Parents and favourites(6 Posts)
Since I've had my children, I've begun to realise things about my parents and my upbringing that I'm finding increasingly hard to deal with.
Long story short, it seems that my DB was heavily favoured by our parents. I did pick up on this in my early teens, raised it, got shot down by my parents who assured me they love just the same, I then went off the rails drinking, self-harming and shagging around. Much therapy has made me realise I was really lacking in self confidence and didn't really like myself, but I'm getting there now.
Every now and then something happens and it triggers a little domino effect in my brain and I figure out something else from my childhood that suddenly makes other things fall in to place.
Now, I've just had another little realisation.
When my DC1 turned 1, my parents gave him a little wooden play box that I'd suggested he might like.
When DB and DSIL's child turned 1 they were given an expensive item, easily x10 the cost of my child's gift.
Today my DC2 turned 1 and I got a text message, not even a card.
(I've mentioned the price of the gifts because that's the easiest way to express the difference, not because I'm a money grabber, I promise. My parents, my DH and I and DB and DSIL are all reasonably comfortable, so it isn't about that.)
AIBU and ridiculous that I'm so fucking hurt by this? I want to cry, I am so annoyed at how pathetic I feel about this!
That's very hurtful that they didn't male any effort! I think I if have to say something if it were me! Like what no card? Or when did you want to come over tm with Jane's birthday present?
Ime stepping back and embrace not having to share your dc with such nasty people is an idea.
When they need favours send them to db.
You owe them not one jot op.
Happy birthday to your dc!
It tell them it's upset you them not even getting your ds a card. I'd call them and ask why.
I could have written the first few paragraphs myself- exactly the same and I am only just realising there are others who have experienced this.
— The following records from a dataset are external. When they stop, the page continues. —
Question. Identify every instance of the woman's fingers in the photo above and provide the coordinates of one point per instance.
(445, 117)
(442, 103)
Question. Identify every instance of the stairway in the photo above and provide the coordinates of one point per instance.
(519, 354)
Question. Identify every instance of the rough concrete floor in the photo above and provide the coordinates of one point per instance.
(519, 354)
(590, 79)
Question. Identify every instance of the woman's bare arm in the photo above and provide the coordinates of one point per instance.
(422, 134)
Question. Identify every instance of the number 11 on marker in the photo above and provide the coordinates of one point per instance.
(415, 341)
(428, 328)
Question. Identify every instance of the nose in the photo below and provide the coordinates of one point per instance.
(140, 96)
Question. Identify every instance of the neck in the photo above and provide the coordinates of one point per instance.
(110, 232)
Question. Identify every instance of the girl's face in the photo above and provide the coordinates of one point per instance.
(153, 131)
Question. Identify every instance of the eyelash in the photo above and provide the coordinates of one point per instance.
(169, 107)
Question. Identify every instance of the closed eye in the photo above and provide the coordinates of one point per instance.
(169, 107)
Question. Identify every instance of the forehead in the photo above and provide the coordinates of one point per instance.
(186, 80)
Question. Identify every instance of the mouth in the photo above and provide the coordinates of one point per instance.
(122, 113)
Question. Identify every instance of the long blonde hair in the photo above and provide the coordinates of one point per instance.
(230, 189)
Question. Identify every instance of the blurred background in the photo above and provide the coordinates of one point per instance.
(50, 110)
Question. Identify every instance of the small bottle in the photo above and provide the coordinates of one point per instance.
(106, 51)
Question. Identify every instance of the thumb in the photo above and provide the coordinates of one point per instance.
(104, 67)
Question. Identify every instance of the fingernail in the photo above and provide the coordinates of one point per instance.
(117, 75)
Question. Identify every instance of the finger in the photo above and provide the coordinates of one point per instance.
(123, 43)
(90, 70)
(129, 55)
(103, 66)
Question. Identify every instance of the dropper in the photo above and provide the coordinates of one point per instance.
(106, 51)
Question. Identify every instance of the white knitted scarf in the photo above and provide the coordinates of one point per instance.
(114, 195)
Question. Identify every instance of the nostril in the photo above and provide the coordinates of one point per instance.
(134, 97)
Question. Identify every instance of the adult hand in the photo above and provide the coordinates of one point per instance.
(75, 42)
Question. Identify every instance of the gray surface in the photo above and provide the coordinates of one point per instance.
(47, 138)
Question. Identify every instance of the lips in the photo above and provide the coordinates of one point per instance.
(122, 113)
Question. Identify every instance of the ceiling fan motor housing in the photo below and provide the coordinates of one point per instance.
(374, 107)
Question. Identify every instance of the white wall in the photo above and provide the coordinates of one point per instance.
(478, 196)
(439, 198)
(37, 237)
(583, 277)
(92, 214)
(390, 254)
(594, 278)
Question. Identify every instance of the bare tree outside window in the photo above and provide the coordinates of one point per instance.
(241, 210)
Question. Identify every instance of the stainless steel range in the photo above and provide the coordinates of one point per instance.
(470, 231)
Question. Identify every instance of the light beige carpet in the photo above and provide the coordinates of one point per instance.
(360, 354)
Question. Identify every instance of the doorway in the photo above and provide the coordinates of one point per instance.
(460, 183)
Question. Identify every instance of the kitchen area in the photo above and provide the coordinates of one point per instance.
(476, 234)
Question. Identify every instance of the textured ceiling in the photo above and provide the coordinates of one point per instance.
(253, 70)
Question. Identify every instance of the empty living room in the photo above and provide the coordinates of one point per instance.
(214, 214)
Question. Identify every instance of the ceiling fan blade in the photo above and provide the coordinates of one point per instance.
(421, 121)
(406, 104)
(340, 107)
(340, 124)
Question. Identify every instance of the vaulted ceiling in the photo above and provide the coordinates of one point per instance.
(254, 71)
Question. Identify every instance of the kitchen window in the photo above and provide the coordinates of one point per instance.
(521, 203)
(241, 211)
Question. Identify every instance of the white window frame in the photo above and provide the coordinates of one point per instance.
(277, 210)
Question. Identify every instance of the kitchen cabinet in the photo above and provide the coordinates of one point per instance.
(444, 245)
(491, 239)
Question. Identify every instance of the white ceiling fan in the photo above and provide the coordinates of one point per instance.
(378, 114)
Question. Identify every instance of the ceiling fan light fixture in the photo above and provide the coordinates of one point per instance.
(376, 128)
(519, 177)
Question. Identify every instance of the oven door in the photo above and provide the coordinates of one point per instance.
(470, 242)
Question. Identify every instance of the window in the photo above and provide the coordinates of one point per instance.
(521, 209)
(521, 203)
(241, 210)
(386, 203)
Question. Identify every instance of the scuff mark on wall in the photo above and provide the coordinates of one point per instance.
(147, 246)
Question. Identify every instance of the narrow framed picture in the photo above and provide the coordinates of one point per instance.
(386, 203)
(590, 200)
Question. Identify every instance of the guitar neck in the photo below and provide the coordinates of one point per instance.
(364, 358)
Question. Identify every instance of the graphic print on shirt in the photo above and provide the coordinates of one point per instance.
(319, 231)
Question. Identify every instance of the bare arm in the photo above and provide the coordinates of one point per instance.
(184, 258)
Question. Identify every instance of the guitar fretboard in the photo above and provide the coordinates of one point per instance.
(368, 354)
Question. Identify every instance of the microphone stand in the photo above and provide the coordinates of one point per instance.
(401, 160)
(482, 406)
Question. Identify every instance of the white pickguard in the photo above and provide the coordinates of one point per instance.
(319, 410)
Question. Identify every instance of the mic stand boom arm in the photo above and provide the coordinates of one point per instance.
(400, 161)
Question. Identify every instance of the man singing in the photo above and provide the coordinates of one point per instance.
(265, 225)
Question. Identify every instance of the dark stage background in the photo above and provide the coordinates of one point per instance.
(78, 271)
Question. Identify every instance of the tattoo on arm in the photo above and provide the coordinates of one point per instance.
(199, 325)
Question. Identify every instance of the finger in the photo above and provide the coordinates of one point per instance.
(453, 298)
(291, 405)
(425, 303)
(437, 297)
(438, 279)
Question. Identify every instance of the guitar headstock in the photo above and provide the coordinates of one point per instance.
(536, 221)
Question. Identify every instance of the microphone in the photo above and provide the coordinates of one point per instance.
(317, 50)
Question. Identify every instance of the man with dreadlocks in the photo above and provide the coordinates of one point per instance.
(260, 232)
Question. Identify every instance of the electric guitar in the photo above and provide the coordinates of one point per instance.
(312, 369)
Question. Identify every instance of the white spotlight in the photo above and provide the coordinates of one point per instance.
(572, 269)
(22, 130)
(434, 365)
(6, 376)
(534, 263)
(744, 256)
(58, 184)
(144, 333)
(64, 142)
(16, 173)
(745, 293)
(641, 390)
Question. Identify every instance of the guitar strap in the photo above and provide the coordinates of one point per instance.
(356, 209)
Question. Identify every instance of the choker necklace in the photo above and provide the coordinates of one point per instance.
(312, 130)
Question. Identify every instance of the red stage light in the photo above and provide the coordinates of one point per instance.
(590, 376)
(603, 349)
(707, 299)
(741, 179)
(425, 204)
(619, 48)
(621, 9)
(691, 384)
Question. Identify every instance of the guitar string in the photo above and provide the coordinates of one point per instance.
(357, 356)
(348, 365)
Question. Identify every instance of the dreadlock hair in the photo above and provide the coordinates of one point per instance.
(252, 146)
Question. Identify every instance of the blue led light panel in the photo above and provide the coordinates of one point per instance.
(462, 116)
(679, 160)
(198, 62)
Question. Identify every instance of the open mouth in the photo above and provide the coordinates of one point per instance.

I find the only way to try and deal with this sort of issue is acceptance- accept it was wrong, it may happen again, it's happened in the past and then try and distance yourself. My family are very toxic and accepting this and trying to distance myself from their behaviour is all I can do as they would never admit they are in the wrong.
You are totally right to feel upset by this but maybe try to rise above it (although easier said than done)!
Thank you, I've had some sleep and a chat with my DH, and I feel a little better. He's going to try to help me to pull back a little, and stop trying to seek their approval.
We are all going on holiday together in a few weeks, I'm dreading it, but after that we'll try to 'drift' away from them. I'm sure it will do my mental health a world of good!